The only other obstacle they came across was a mimic; a demonic treasure chest, which follows a natural cycle of eating adventurers for their loot, allowing some of the loot to be taken over time until adventurers cease to be wary, and the cycle repeats. Medusa wrapped it with two snakes and constricted it until it was a pile of splinters and treasure, which she left with the snakes as her own trap.

The Brocken dungeon is known throughout Death's Kingdom as being a labyrinthal dungeon, to an uncommon degree. Having lived nearby for so long, Medusa knew the entire layout, and the four had no difficulty navigating. By halfway through Blair complained her feet hurt, and transformed into a cat.
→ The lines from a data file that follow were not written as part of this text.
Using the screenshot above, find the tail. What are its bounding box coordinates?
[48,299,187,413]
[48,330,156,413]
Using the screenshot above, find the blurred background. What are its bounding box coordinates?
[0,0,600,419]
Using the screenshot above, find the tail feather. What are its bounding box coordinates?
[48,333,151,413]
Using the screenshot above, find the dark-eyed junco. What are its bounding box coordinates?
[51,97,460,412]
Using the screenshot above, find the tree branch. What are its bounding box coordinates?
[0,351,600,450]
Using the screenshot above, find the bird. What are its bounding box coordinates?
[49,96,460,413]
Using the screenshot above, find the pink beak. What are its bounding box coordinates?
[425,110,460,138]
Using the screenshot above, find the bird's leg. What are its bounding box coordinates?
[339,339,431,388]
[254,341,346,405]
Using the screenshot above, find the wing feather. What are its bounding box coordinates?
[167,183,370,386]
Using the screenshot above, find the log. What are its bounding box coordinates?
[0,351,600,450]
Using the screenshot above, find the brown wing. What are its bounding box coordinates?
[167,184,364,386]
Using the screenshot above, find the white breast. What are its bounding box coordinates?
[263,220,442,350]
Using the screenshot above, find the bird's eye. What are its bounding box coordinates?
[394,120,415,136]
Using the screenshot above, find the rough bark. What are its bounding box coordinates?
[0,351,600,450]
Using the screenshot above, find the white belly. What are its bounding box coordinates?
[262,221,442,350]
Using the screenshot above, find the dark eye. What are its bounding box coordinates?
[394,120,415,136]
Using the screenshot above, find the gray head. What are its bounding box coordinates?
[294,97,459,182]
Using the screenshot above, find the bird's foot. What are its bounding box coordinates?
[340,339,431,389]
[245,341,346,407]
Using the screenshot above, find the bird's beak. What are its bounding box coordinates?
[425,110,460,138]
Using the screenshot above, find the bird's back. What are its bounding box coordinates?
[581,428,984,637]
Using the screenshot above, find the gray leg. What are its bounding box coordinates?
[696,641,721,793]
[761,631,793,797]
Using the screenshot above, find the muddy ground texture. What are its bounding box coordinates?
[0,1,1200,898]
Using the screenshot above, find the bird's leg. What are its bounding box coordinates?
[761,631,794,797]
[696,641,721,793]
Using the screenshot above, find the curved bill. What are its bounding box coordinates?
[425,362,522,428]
The quartet reached the Pit. Despite its name, the Pit is not a hole in the ground, but the lowest level cavern in the Brocken; a single room, with a descending ramp of dirt and stone being the only passage in or out, and thus an easy to defend locale where adventurers set up a regular camp, to rest some hours before making the near equally perilous return to the surface.

The torches stopped halfway down the ramp, yet Medusa kept a steady pace. If the King's Guild was still there, or had been there at all, they would find signs of it, or more, in the Pit of the Brocken. None of the four spoke after they passed the final torch, nervous of what the Pit might hold.

Medusa stopped, turned her head. Then the sharp whistle of her vector arrows struck Crona's ears, followed by the crashing-glass sound of the arrows being shattered in the middle. From the back of the room, around the walls, down tables and even on the ground itself, four million, two hundred forty-two thousand, five hundred sixty-four candles were lit. Standing in the middle of the Pit, which is round with a diameter of ten Cronas, if he stretched, a man stood holding a scythe, shards of the snake vectors scattered at his feet.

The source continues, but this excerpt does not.